As I opened my car door, frantically trying to deport this cursed vehicle, I was aware of every breath I was striving to breathe. I was clinging to my phone against my ear. My eyes closed and I could feel tears burning down my cheeks - but I wasn't crying. I could vaguely see my friends and almost hear their concerning murmurs. I took a step out, and the weight of my heart breaking allowed my knees to buckle. Friends and classmates ran to my side. All I could blurt out as they lifted me back to my weakening feet, was "My Dad's dead." The phone slipped through my fingers as my hands searched for my face, my brother still crying on the end.
My brother - my baby brother who had lived with my Dad solely after our parents divorced - who I was supposed to protect, was over 200 miles away.
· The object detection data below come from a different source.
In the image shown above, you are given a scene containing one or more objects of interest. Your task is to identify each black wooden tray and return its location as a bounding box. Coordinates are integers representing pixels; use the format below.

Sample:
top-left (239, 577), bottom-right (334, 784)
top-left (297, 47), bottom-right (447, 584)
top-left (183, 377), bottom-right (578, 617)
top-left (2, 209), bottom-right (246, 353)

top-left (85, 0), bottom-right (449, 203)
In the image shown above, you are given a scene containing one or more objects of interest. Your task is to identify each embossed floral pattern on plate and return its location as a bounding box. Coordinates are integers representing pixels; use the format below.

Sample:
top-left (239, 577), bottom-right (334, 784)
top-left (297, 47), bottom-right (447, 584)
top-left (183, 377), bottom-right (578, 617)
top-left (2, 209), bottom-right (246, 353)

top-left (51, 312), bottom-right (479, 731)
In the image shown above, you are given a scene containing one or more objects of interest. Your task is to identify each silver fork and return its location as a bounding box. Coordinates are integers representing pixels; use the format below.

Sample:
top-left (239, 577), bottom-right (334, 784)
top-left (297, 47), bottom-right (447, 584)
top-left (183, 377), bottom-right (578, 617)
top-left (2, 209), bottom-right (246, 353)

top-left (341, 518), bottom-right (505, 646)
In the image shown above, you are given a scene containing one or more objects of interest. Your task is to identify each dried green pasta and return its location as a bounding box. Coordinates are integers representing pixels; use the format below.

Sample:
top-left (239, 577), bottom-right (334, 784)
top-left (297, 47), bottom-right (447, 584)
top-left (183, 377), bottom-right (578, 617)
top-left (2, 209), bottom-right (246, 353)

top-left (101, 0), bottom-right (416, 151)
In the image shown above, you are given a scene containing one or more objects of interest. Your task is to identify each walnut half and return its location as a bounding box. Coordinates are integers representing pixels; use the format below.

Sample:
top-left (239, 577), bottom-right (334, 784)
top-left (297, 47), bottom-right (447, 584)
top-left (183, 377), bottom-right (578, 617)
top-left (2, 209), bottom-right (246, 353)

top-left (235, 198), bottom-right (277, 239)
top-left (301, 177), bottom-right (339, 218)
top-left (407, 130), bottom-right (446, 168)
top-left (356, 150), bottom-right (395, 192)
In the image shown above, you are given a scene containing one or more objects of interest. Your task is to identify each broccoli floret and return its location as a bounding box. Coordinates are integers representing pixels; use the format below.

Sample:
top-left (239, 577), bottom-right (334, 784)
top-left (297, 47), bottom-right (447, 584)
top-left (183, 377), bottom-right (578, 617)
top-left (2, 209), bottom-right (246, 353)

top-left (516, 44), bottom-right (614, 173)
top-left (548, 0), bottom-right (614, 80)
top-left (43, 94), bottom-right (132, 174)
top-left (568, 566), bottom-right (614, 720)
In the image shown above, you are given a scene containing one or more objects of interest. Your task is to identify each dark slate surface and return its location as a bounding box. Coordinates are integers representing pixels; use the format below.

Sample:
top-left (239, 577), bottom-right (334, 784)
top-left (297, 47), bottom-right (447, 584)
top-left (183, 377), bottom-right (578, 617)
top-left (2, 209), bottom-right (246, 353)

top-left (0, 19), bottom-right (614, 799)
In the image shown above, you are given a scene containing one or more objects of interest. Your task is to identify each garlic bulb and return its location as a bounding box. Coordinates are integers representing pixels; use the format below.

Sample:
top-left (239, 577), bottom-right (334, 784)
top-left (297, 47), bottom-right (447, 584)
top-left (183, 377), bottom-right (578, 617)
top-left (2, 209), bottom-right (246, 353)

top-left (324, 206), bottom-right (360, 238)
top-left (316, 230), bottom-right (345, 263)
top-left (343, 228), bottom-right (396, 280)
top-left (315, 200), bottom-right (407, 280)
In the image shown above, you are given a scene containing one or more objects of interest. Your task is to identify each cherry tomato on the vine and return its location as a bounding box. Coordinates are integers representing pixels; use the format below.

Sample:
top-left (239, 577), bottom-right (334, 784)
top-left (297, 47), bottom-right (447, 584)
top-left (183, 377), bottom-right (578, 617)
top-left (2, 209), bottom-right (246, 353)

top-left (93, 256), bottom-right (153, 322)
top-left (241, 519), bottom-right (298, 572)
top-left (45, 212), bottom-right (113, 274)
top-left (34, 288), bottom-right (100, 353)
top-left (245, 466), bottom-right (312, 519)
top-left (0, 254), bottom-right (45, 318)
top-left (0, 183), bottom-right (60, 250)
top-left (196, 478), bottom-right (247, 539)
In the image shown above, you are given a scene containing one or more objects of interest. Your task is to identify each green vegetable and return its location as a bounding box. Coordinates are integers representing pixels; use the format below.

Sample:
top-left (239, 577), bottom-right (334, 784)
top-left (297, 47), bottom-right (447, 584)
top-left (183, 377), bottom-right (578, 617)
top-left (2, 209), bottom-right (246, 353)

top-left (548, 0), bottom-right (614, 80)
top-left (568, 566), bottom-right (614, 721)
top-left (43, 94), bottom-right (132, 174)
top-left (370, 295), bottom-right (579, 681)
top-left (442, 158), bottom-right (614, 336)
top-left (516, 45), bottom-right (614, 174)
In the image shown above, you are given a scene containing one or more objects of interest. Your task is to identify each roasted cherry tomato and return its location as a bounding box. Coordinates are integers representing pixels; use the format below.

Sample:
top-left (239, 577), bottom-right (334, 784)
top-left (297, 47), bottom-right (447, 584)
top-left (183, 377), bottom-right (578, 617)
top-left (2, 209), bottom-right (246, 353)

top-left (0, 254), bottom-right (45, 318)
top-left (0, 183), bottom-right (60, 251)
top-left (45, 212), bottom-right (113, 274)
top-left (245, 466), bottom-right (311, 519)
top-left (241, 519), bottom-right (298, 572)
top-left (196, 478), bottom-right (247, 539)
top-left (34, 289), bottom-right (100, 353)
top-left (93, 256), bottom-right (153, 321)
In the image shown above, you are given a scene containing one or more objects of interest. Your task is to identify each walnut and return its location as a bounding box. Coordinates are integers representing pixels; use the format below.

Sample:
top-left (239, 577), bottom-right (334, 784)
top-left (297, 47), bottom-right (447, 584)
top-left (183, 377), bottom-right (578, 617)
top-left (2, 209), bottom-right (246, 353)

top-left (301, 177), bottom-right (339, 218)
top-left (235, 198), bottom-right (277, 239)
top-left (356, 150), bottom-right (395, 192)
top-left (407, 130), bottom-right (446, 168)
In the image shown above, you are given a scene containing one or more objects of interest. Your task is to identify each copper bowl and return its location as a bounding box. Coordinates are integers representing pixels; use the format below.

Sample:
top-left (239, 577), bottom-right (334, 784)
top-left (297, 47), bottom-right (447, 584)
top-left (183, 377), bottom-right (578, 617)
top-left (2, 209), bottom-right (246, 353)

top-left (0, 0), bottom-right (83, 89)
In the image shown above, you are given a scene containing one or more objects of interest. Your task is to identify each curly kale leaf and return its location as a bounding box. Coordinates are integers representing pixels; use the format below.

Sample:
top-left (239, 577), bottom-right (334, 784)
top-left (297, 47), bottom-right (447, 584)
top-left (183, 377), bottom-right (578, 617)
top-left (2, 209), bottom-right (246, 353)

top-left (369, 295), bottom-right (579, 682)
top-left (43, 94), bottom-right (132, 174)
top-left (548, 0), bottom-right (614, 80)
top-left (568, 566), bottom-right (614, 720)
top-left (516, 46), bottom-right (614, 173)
Two hours away.
I wish I could remember how many girls it took to walk me into our Director's office - but this moment has become a blur. I stuttered something about my dad and (being the overachiever that I am) anxiously asked what I was supposed to do.
They were allowing me a leave of absence. At least the weight of school was lifted. Now I had to figure out how to get home.
Looking back, I am always thankful for the girls God had brought in my life. Like Jenna. We had only become friends about a month before, and she willingly offered to drive me the two hour ride home.
I finally got a hold of my mother and learned what had happened. My brother woke up, my dad was on the couch, my brother tried to wake him up, but with failed attempts. He called 9-1-1 and then our Aunt Ce. When they got to the hospital, they ignorantly told my brother - who was 15 years old and all alone - that our Dad was dead.
I always wish there is a way to go back in time. To somehow arrange it so I would be the one to find our father. Or to at least be there to hold my brother as we cried together. My Dad was my brother's best friend. They were inseparable. The relationship I had always hoped for, was the relationship they shared.
I can recall the trees on the drive back to Chicago; they were starting to shift from green to gold. Change was hovering outside like a cloud that is about to expel a storm, just swelling up before it burst. Red Hot Chili Peppers "Snow" danced through the speakers of the vehicle, like a soundtrack to my sorrow.
We drove straight to the hospital where they had taken my father. I met my brother, mother, and great aunt and uncle. I was brought to a cold, sterile room filled with steel and a large white sheet. My dad.
The doctor advised us to leave the sheet on, but my brother - in all his anguish - tore the veil. The last image I have of my father haunts me to this day. Eyes wide open and lifeless, mouth drawn, and the modest trickle of blood falling from his lips.
I turned, ever so quickly, into the arms of Aunt Ce. There was no mistaking the wet rush on my cheeks - I couldn't stop crying. I could hear my brother sobbing next to me. It felt like we were in that room for hours, but it couldn't have been more than five minutes.
We left the room, and I knew; life would never be the same.
Even after all this time, that feeling lingers. I can no more remember what it was like before my dad passed away.
I feel a sense of dejavu as I write these words. Maybe because time after time I long to put the thoughts and memories in writing. But truth is, it hurts. Remembering this day doesn't just cause me to recall the hurt of losing my dad, it rekindles a longing of a relationship I never had, it triggers wounds that will never be healed, apologies never spoken. Time I will never have and can not get back.
I wish my father could have met my son, and vice versa. We're blessed because we have my step-dad - who is no step at all. But when this time of the year approaches, I would be lying if I didn't acknowledge the feelings that seem to arise.
Nine years is a long time. And yet, nine years is no time at all.